L’AED dit recevoir beaucoup de candidatures pour le comité exécutif, contrairement à plusieurs autres associations. C’est plutôt par un manque d’engouement pour ses activités, comme ses panels ou ses conférences, que la baisse de mobilisation se fait ressentir. Pour des événements similaires, les comités de droit de l’Université de Montréal vendront leurs billets plus rapidement que ceux de l’UQAM, explique-t-il.
Diverses causes
En 2024, des travaux ont empêché l’accès au local de l’AéMDC pendant presque un an. « Le fait qu’il n’y avait plus d’espace pour se retrouver, je pense que ça a contribué au fait que les gens étaient moins impliqués », déplore Malika Alaoui. Selon elle, des conflits au sein du comité exécutif durant cette période ont également découragé les membres à s’impliquer. Quand le local est redevenu accessible en décembre, « les gens étaient habitués à ce qu’il n’y ait plus rien », explique-t-elle.
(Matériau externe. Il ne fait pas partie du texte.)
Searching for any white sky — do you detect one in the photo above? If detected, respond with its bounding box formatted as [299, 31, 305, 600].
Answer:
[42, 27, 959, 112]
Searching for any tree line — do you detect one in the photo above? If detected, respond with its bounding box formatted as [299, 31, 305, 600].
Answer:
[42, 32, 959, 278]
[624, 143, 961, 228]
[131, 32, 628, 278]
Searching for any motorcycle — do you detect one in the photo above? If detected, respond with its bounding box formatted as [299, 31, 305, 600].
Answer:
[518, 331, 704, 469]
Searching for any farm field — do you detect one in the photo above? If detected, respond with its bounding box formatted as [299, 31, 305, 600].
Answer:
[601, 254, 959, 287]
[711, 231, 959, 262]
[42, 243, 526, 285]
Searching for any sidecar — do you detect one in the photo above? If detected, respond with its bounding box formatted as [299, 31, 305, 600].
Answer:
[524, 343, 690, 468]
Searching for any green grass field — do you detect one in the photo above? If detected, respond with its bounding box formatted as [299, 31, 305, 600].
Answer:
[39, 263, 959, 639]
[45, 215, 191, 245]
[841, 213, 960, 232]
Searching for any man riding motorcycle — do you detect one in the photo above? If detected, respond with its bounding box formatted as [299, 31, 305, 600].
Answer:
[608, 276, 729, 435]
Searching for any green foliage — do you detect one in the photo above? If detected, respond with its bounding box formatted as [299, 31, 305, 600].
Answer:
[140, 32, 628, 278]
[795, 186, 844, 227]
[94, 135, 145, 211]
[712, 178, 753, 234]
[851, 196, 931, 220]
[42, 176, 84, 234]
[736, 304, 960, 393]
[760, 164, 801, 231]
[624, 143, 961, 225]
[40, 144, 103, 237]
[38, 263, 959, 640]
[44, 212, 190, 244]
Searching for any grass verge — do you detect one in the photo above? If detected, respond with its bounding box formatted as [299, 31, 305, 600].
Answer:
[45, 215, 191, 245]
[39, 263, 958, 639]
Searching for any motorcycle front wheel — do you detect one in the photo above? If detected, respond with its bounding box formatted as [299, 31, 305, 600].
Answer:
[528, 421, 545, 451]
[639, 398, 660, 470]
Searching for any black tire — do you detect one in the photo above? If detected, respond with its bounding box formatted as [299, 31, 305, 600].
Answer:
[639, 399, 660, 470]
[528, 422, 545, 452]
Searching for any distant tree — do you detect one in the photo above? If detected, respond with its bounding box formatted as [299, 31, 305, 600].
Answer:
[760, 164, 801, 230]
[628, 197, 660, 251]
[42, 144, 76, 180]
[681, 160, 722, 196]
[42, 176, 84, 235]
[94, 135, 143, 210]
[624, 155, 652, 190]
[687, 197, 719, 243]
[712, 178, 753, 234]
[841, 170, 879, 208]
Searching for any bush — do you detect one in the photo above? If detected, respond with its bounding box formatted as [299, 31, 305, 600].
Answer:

Marc-André Cyr, chargé de cours en science politique à l’UQAM, associe la baisse de mobilisation à une tendance plus globale de rejet des institutions de démocratie directe. « L’idéologie dominante semble avoir de moins en moins de respect pour les formes de démocraties qui ne décident pas par le haut comme les parlements, estime-t-il. On a vu beaucoup d’attaques contre le mouvement étudiant dans la presse qui considère, à tort, que ce ne sont pas des espaces démocratiques. »
Selon ce spécialiste, ce discours de rejet des institutions de démocratie directe aurait trouvé écho auprès de la communauté étudiante. « Malheureusement, les gens ne croient pas que ces institutions permettent de réellement débattre et faire avancer les choses », se désole M. Cyr. « Si on ne prend pas bien soin des [associations étudiantes], elles risquent de ne plus être efficientes et d’être marginalisées de plus en plus », met-il en garde.
La responsable aux communications à l’AéMDC croit que rémunérer les heures de travail au sein des associations pourrait inciter davantage de personnes à s’impliquer. Un salaire pour un rôle qui est important, considère-t-elle. « On reçoit des courriels de détresse pour des problèmes par rapport à l’immigration, pour un problème avec un professeur, fait valoir Malika, citant l’importance des associations étudiantes. On ne fait pas juste organiser des partys. »
*L’autrice est membre de l’Association des baccalauréats interdisciplinaires des champs d’études politiques (ABICEP).